Geen kloof, maar verschuiving
Soms wordt dat verschil uitgelegd als een generatiekloof. Maar ik zie vooral een verschuiving in ons vak: van procedure-gedreven naar context-gedreven werken. De jongere collega wil weten hoe een ambtshandeling bijdraagt aan het grotere geheel: de rechtshandhaving, het maatschappelijk effect, het voorkomen van onnodige kosten.
Dat is niet lastig of eigenwijs. Dat is precies de vraag die wij als beroepsgroep moeten blijven stellen.
Opgroeien in een andere werkelijkheid
Nieuwe collega’s zijn grootgebracht in een wereld waar informatie overal beschikbaar is, waar transparantie vanzelfsprekend is, en waar samenwerking vaak digitaal begint. Ze zijn gewend dat systemen aansluiten, dat data realtime beschikbaar is, en dat werkprocessen flexibel zijn.
Zet dat af tegen onze realiteit van regels en protocollen en je snapt waarom er vragen komen.
Wat we van elkaar kunnen leren
In plaats van de verschillen te benadrukken, kunnen we er beter gebruik van maken:
• Van ervaring naar context: de ervaren collega weet waar de valkuilen zitten.
• Van frisse blik naar innovatie: de nieuwe collega ziet sneller wat onnodig ingewikkeld is.

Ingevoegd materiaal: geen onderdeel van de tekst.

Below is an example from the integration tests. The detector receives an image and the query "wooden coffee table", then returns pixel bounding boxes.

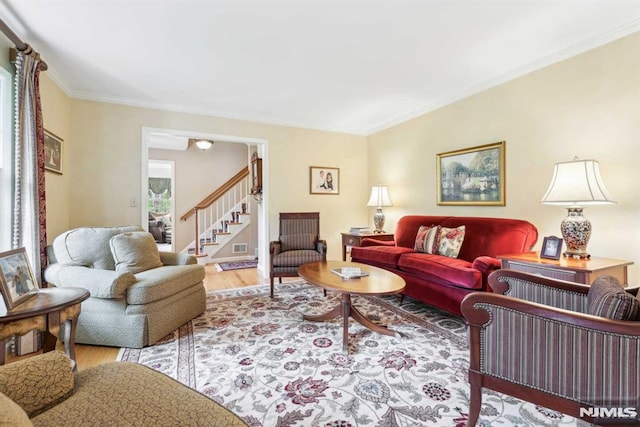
[298,261,405,351]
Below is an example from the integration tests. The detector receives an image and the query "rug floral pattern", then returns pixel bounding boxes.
[119,282,582,427]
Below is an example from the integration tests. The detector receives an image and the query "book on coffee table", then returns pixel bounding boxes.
[331,267,369,279]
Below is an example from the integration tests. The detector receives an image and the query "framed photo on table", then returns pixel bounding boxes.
[0,248,39,310]
[309,166,340,194]
[540,236,562,259]
[436,141,506,206]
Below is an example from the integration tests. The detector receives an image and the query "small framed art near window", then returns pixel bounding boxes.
[0,248,39,310]
[309,166,340,194]
[540,236,562,259]
[436,141,505,206]
[44,129,62,175]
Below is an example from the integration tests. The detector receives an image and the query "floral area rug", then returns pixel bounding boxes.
[118,281,576,427]
[215,259,258,271]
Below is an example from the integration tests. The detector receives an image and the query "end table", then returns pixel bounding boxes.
[341,233,393,261]
[0,288,89,369]
[497,252,633,286]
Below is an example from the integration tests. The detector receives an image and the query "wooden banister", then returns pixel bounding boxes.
[180,166,249,221]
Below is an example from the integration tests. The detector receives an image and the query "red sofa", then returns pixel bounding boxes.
[351,215,538,315]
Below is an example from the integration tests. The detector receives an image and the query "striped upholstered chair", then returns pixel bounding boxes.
[462,270,640,426]
[269,212,327,298]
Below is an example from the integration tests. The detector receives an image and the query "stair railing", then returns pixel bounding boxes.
[180,167,251,256]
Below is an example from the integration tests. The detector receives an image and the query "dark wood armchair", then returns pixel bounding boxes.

• Van beide naar betere dienstverlening: voor leden, ketenpartners en burgers.
Samen vooruit
Ons vak verandert. Niet omdat het moet, maar omdat we kansen zien. De kracht zit in het verbinden van ervaring en vernieuwing, van kennis en frisse blik. Als we die samenbrengen, blijft rechtshandhaving stevig verankerd en menselijk. Zo bouwen we niet aan ‘hun’ of ‘ons’ vak, maar aan één gezamenlijke toekomst. Een toekomst waar we als beroepsgroep trots op kunnen zijn en die de samenleving kan vertrouwen.